Oh and I am still very close to the third foster home family that I lived with. We mended our relationship, (meaning they understood my problems) and we all went on. They have been a part of my life ever since and I am very grateful for that.

14 comments:

Kesha Bruce said...

So when are you writing this book?

Clearly you already have the title.

Diane Hoeptner (hep-ner) said...

I second Kesha. Way to WRITE, Tracy. You have a wonderful way of framing things... and of being funny and sad at the same time. Loved it.

Janelle Goodwin said...

Tracy, You're a gifted writer and artist. Amazing.

indigomar said...

I'm with Kesha... a book is what came to mind as I read this.

Tracy said...

Hehe, It would be a great title, but I suspect Ozzie might try and stop me from using it:)

Thanks Diane and Janelle, i have always liked to write and this blog format really works for me I think. Thanks for the encouragement.

Tracy said...

Oops, crossed comments with you Mary Ann. Thanks, and book is fairly high on my list of things to do. Not necessarily a book about my life, but maybe that is a good place to start. Just wish I could remember more!

Shanster said...

Hey - I was sent over here by the 100 things post from Madame K. Great blog! And I was in foster homes too...but much younger - kindergarten/1st grade. I was in one with a hella religious family and I sorta stay the heck away from religion now.. but that is another story for some other day.

Have you heard of Mike the Headless Chicken?? It's real and it's here in CO. Check it out! Your chopping heads off of chickens reminded me of it...

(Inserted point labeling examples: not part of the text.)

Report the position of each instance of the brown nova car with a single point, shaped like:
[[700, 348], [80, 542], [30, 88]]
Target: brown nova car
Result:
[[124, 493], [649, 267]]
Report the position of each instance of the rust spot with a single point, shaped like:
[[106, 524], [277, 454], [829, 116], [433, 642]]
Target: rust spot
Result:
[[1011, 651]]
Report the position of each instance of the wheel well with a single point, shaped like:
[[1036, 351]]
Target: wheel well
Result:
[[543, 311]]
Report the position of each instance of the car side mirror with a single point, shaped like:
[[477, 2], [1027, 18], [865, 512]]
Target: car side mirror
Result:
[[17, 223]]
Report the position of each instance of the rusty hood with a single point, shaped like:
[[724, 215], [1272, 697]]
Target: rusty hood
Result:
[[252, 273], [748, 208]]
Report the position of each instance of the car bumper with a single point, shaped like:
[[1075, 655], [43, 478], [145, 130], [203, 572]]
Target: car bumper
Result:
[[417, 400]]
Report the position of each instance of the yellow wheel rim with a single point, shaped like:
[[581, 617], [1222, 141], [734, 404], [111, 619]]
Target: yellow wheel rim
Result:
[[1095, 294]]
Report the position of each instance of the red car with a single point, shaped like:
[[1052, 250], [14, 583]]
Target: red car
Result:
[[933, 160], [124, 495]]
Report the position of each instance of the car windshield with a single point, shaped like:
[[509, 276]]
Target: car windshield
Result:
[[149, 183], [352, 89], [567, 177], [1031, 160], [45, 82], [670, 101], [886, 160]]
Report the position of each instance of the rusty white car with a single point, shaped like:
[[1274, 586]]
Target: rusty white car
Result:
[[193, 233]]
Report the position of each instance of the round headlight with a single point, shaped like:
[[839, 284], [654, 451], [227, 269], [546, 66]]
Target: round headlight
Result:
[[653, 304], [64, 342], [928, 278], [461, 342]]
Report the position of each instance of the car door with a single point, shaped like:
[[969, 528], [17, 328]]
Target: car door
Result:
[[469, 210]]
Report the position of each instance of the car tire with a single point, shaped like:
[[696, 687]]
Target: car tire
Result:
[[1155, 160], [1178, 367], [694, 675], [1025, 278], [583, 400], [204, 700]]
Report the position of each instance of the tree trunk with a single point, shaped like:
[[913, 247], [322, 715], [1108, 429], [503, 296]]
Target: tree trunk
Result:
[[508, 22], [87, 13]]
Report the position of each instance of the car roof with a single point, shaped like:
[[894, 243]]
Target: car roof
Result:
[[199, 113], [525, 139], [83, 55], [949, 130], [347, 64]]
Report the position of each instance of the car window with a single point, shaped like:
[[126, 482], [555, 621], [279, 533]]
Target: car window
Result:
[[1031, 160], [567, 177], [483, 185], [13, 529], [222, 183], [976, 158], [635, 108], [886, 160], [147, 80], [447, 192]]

http://www.miketheheadlesschicken.org/story.php

Angela Wales Rockett said...

Amazing story, and I agree, very well written.

Beautiful painting too.

Patricia said...

You are one brave woman! And what a girl you were. I had to struggle to find my way after my mother died and left high school early in order to go to art school. It sounds like your life came together.

Tracy said...

Shanster, thanks for the link, funny! Tough to be in a foster home so young, hope things got better for you after that. I look forward to reading through your blog!

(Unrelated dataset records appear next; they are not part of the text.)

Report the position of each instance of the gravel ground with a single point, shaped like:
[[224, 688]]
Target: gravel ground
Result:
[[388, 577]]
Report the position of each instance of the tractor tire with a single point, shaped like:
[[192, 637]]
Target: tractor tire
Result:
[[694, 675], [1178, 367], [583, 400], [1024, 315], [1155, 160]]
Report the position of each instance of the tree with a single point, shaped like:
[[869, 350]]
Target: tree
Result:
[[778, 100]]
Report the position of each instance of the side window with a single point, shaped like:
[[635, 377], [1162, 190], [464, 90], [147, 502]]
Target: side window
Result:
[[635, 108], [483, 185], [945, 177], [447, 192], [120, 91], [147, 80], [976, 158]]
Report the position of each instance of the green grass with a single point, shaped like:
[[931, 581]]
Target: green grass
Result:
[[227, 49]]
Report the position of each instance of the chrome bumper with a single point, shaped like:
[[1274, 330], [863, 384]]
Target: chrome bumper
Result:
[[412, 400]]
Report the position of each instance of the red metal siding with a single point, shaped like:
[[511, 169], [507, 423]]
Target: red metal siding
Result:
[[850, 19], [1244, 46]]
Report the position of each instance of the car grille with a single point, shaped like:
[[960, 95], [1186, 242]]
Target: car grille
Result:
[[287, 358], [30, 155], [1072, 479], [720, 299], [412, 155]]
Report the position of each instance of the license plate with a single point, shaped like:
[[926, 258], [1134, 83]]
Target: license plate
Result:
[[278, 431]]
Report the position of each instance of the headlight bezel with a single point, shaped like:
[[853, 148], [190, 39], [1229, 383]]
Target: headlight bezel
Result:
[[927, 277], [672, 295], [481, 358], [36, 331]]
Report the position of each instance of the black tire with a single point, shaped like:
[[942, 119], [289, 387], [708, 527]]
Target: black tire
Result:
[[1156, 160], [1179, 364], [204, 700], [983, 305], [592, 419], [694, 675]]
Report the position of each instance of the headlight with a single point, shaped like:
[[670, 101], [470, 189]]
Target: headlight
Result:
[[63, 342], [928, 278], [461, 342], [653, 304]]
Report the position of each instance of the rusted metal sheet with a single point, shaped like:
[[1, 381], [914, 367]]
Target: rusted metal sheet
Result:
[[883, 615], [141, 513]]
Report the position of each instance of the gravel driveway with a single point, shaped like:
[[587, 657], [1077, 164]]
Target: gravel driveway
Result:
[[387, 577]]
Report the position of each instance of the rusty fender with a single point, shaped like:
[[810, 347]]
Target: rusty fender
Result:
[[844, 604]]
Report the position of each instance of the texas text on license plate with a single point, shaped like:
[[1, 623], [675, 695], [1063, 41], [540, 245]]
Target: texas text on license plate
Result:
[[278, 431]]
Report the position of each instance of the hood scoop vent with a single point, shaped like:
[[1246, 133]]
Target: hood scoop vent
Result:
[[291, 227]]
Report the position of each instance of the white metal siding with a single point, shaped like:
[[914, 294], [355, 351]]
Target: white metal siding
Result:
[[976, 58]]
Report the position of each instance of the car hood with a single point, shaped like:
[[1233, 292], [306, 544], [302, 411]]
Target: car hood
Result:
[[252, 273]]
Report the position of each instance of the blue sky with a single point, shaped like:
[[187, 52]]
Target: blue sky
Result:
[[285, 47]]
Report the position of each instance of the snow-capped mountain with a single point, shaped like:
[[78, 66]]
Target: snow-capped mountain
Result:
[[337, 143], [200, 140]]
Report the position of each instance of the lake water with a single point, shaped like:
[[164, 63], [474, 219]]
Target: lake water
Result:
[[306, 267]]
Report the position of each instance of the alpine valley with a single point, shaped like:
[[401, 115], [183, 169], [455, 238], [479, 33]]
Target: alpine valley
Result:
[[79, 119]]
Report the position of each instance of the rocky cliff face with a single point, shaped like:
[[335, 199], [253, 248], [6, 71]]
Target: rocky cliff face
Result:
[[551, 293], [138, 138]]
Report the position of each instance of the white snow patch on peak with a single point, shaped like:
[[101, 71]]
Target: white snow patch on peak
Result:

Thanks Angela, I was looking for some pictures from back then to post, but couldn't find them, had to just settle on another painting:)

Thanks Patricia, I am not so sure I was brave, more like naive, optimistic and maybe a little stupid thrown in:) Sounds like you had a tough time, and also found a way to get though it...

Katherine said...

Great story Tracy. I really enjoy your writing-and how your personality shines through. Happy Holidays!

Deborah Ross said...

Tracy, I just want to put my arms around you and give you a big hug. That was a sad story to read ( whenever children are separated from families is so sad). You certainly managed to get through it without making detrimental choices....your art is wonderful, and it's true, you do have a very entertaining style of writing. What gifts you have!

Gift card printing said...

Beautiful art work.

Anonymous said...

I agree about writing a book, though I am reading this much longer after most people have. And add some of your work, like the paintings like Edge of the Yard and Two Door (off the cuff favorites).

"Crazy Train, White Wedding, Lay it on the Line, La Grange" - wow the memories, or more precisely, sort-of memories. Any time you are down, re-read this post and smile. Like an I-can-barely-see-the-world-because-I'm-smiling smile. You did good.